Indian rupee showed some strength on 2 January despite a super strong greenback as a sharp rally in local shares and a much better than expected PMI number aided a rebound from its early lows.

However, upbeat dollar momentum and technical positioning keep rupee a sell which is likely to fall to new records this year.

USD/INR ended at 63.29 on Friday, after trading at a high of 63.49 during the day. Thursday's close was 63.35.

Traders said the 1.4% rally in main local share indices strengthened the view that more inflow into the Indian capital markets will follow in the near future. Many banks opted to sell dollars at the early gains of the pair, they added.

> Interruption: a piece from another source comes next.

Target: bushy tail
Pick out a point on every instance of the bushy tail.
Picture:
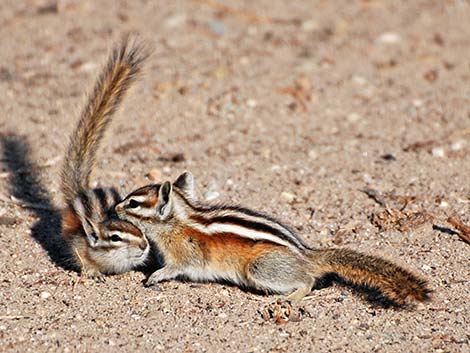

India's HSBC/Markit manufacturing PMI rose to a two-year high of 54.5 for December, mainly helped by the sharp expansion in consumer goods, Markit said on Friday.

Analysts at HSBC said the steep rise in new orders from the consumer sector more than offset a slowdown in new order growth from investment goods, and added that easing price pressures in the country means the Reserve Bank of India will be ready to ease rates some time in 2015.

"In line with falling commodity prices over the last few months, input price inflation was modest, and this trend was also mirrored in output prices. With the disinflationary trend gaining ground, the RBI is expected to find space for some rate cuts in 2015," said Pranjul Bhandari, chief India economist at HSBC.

Outlook dismal

Despite the good fight the rupee has shown against the dollar on the first liquid day of the new year, it doesn't seem strong enough to withstand the huge global wave of dollar buying in the coming days.

The USD index, the gauge that measures the greenback's trade weighted strength against a basket of majors, was up more than 0.55% on the day and at a new multi-year high of 90.76 by the time rupee ended day's trading.

The index continued higher later and was at 90.91 by around 14:00 GMT, translating to a 0.72% daily gain.

Moreover, technical charts project weaker levels like 65.0 as the next possible target for the rupee.

A close look at the 50-week moving average and 14-week moving average shows that the mid-October bullish crossover for USD/INR is similar to the May 2013 bullish crossover that had finally taken the pair to its record high (rupee's record low) of 69.23 in the next three months.

If that is going to repeat, then 65.0 may offer some resistance for the pair as it coincides the 61.8% Fibonacci retracement of the selloff from September 2013 to May 2014.

Further up, round numbers like 66, 67, and 68 may show some relevance otherwise, there are no technically strong resistance until the last year peak of the pair.